CHINA Y EE UU MERCADOS PRIORITARIOS

– Acerca de los mercados de destino, ¿cuán importante es enviar la variedad correcta al mercado correcto?

– Esa es la parte más complicada. Siempre digo: no hay fruta mala, hay mercados que les sobran fruta o les faltan soles. De hecho, China y EE UU deberían ser nuestro norte con fruta ‘premium’. A EE UU enviamos fruta de las cuatro variedades que producimos en Chepén, mientras que en China nos concentramos en Sweet Globe. A ellos se suman América Latina y Europa, pero enviando una fruta de una calidad un poco inferior.

– En relación al precio, ¿cómo les ha ido en ambos mercados?
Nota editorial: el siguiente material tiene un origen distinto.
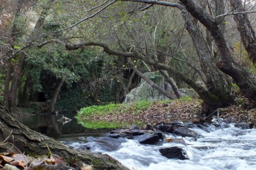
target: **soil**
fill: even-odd
[[[237,99],[238,98],[237,98]],[[228,121],[230,123],[246,123],[253,125],[256,121],[256,108],[243,97],[239,97],[238,104],[229,107],[220,108],[219,117]],[[153,102],[151,105],[139,114],[132,111],[123,112],[118,114],[106,114],[105,116],[92,115],[84,118],[92,121],[127,121],[137,119],[148,124],[160,122],[170,122],[175,121],[189,122],[199,120],[205,115],[201,114],[202,100],[197,98],[190,100],[174,100],[165,102]],[[129,106],[128,106],[129,107]],[[210,118],[217,117],[217,112]],[[255,128],[255,127],[254,127]]]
– En cuanto a los precios, y de acuerdo a los análisis que hemos hecho, son mejores los que hemos conseguido en China, ya que es un mercado que exige calidad. Puedo hablar de nuestros contenedores que enviamos a China, que son unos sesenta en esta campaña, y en algunas semanas obtenemos retornos muy superiores a los de EE UU, en otros tenemos retornos muy normales y en otros inferiores, pero no por la calidad de la fruta, sino por cuestiones de cómo se van comportando los mercados. Si se trata de poner la fruta en EE UU, yo la pongo en 15 días, en China la pongo en 45-50, entonces el mismo producto muchas veces al arribo tiene condiciones de raquis o condiciones de deshidratación diferentes. Pero el objetivo es siempre tener a nuestros clientes contentos, con la fruta de la mejor calidad posible.